📝

Diving into F-Statistic in IV Regression

This worksheet walks through the first-stage F-statistic — the central diagnostic for whether an instrumental variable is strong enough to use. We go from scratch: what the F-stat is, what it tests, how to compute it by hand and in Stata, and how the presence of covariates changes everything.

Dataset: nlsw88 (National Longitudinal Survey of Women, 1988), built into Stata.

Running example throughout:

Outcome Y: wage (hourly wage)
Endogenous variable D: union (union membership — workers self-select into unions, so OLS is biased)
Instrument Z: south (lives in the South — Southern states have historically lower unionization rates due to right-to-work laws)
Covariates X: age, ttl_exp, collgrad

Note on the instrument: We use south as a teaching instrument. This is probably a bad instrument, but just wanted to use a dataset that y’all ca touch!

Section 1: What Is the F-Statistic?

The F-statistic is a test statistic for a joint hypothesis — it tests whether a group of coefficients is simultaneously equal to zero. It is named after the statistician Ronald Fisher.

Technical definition: Given an unrestricted model and a restricted model (where some coefficients are forced to zero), the F-statistic measures how much the fit deteriorates when we impose the restrictions:

$F = \frac{(RSS_R - RSS_{UR})/ q}{RSS_{UR} / (n - k - 1)}$

Where:

$RSS_R$ = Residual Sum of Squares from the restricted model (without the tested variables)
$RSS_{UR}$ = Residual Sum of Squares from the unrestricted model (with the tested variables)
$q$ = number of restrictions (number of variables being tested jointly)
$n$ = sample size
$k$ = number of slope parameters in the unrestricted model (not counting the constant)
$n - k - 1$ = denominator degrees of freedom

Less-technical definition: The F-statistic is a signal-to-noise ratio. The "signal" is the share of variation in D that Z accounts for; the "noise" is the residual variation in D that Z cannot explain. A large F means Z's signal stands out clearly above the background noise. A small F means Z is essentially indistinguishable from noise.

In plain language, an F of, say, 20 means: the variation in D explained by Z is about 20 times larger than the unexplained variation per degree of freedom — so the instrument's signal is clearly not just noise.

Section 2: What Is the F-Stat Testing in IV?

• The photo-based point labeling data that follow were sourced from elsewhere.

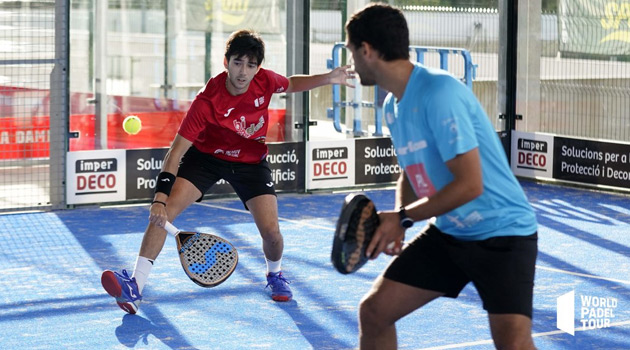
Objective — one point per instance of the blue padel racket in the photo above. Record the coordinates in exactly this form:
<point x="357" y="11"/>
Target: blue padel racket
<point x="208" y="260"/>
<point x="356" y="225"/>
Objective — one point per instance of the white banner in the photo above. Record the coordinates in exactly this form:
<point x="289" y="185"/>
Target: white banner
<point x="96" y="176"/>
<point x="330" y="164"/>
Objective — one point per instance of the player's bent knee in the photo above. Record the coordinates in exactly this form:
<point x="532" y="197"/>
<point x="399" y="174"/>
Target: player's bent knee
<point x="369" y="314"/>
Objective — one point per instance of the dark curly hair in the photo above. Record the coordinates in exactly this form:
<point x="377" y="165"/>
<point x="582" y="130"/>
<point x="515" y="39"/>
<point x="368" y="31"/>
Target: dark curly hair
<point x="383" y="27"/>
<point x="245" y="43"/>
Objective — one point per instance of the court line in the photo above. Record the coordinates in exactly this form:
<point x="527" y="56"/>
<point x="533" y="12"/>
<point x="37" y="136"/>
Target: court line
<point x="297" y="222"/>
<point x="534" y="335"/>
<point x="582" y="274"/>
<point x="243" y="211"/>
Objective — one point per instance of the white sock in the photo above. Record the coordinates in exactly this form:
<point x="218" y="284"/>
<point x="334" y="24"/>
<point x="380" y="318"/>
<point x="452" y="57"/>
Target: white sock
<point x="273" y="266"/>
<point x="141" y="271"/>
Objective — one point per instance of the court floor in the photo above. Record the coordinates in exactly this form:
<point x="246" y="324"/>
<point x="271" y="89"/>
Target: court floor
<point x="51" y="297"/>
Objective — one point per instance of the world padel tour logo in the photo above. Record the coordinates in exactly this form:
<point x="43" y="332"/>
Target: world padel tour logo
<point x="594" y="312"/>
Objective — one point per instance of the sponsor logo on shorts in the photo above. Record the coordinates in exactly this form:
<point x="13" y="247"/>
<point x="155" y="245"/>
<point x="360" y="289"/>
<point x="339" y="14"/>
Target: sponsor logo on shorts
<point x="228" y="112"/>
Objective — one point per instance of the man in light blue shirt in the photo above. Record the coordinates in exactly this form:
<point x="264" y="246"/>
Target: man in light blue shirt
<point x="455" y="173"/>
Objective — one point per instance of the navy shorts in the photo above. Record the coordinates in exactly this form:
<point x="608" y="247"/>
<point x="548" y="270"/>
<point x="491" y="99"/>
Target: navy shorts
<point x="248" y="180"/>
<point x="501" y="268"/>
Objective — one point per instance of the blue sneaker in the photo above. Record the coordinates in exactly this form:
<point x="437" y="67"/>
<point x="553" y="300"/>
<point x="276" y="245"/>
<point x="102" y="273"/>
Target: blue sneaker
<point x="123" y="288"/>
<point x="280" y="290"/>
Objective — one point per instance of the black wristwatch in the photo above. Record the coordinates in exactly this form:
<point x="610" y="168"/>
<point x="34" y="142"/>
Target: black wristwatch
<point x="405" y="221"/>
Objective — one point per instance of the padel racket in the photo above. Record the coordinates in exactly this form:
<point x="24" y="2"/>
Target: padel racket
<point x="356" y="225"/>
<point x="208" y="260"/>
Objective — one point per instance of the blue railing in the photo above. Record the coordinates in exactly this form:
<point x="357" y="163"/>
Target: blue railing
<point x="356" y="102"/>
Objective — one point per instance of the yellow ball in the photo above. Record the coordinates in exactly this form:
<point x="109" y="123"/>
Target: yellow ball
<point x="132" y="125"/>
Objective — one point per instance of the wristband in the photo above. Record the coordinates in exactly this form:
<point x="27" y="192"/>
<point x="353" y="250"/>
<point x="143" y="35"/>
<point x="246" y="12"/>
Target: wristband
<point x="164" y="183"/>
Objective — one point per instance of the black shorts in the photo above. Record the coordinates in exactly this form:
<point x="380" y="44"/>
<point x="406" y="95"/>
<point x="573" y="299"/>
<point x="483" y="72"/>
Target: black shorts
<point x="248" y="180"/>
<point x="501" y="268"/>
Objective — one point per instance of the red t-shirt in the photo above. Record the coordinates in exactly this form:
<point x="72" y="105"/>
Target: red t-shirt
<point x="229" y="127"/>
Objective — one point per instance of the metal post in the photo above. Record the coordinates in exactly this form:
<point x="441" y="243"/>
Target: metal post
<point x="100" y="74"/>
<point x="59" y="102"/>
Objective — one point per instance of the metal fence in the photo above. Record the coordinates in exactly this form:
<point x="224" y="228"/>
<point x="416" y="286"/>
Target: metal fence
<point x="31" y="165"/>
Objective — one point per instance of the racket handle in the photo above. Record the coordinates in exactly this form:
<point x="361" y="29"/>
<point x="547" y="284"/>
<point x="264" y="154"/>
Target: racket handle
<point x="171" y="229"/>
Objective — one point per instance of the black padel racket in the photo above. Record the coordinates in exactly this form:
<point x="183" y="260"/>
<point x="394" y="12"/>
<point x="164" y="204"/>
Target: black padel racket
<point x="356" y="225"/>
<point x="208" y="260"/>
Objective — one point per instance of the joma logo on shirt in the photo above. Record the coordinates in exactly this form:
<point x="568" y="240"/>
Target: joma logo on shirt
<point x="247" y="131"/>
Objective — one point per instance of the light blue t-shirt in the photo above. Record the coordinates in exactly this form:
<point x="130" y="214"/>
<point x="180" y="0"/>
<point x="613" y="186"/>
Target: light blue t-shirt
<point x="437" y="119"/>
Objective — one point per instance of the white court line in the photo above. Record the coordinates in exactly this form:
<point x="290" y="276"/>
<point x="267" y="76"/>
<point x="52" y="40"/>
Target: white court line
<point x="535" y="335"/>
<point x="332" y="229"/>
<point x="582" y="274"/>
<point x="243" y="211"/>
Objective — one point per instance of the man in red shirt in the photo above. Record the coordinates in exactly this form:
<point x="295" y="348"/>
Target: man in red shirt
<point x="222" y="137"/>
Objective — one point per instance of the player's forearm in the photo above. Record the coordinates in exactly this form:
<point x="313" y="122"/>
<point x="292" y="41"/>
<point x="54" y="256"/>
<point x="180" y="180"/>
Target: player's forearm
<point x="298" y="83"/>
<point x="404" y="192"/>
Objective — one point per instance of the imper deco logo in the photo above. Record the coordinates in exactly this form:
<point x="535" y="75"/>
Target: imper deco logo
<point x="595" y="312"/>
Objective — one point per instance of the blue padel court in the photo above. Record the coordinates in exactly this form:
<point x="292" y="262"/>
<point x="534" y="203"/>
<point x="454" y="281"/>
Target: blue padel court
<point x="51" y="296"/>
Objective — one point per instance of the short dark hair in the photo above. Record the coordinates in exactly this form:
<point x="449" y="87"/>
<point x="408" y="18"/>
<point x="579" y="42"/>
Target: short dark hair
<point x="245" y="43"/>
<point x="383" y="27"/>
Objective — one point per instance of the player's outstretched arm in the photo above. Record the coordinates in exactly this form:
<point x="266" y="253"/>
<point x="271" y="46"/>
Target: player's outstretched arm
<point x="340" y="75"/>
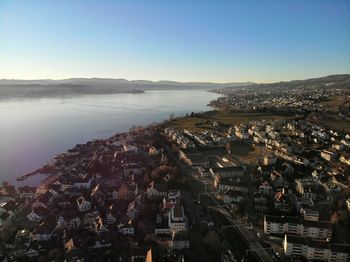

Before running IV, we must run the first stage: regress the endogenous variable D on the instrument Z (and any covariates X). The first-stage F-statistic tests:

$H_0$ : The instrument(s) have no effect on the endogenous variable (coefficient on Z = 0)
$H_1$ : The instrument(s) do affect the endogenous variable

Technical interpretation: A large first-stage F means the Z-driven variation in D is large relative to the residual variation in D that Z cannot explain. This is a signal-to-noise comparison — not a statement about the size of the coefficient on Z. A small coefficient can produce a high F if Z varies widely across observations; a large coefficient can produce a low F if Z barely varies. If we fail to reject $H_0$ , Z's signal in D is swamped by noise, and the IV strategy collapses.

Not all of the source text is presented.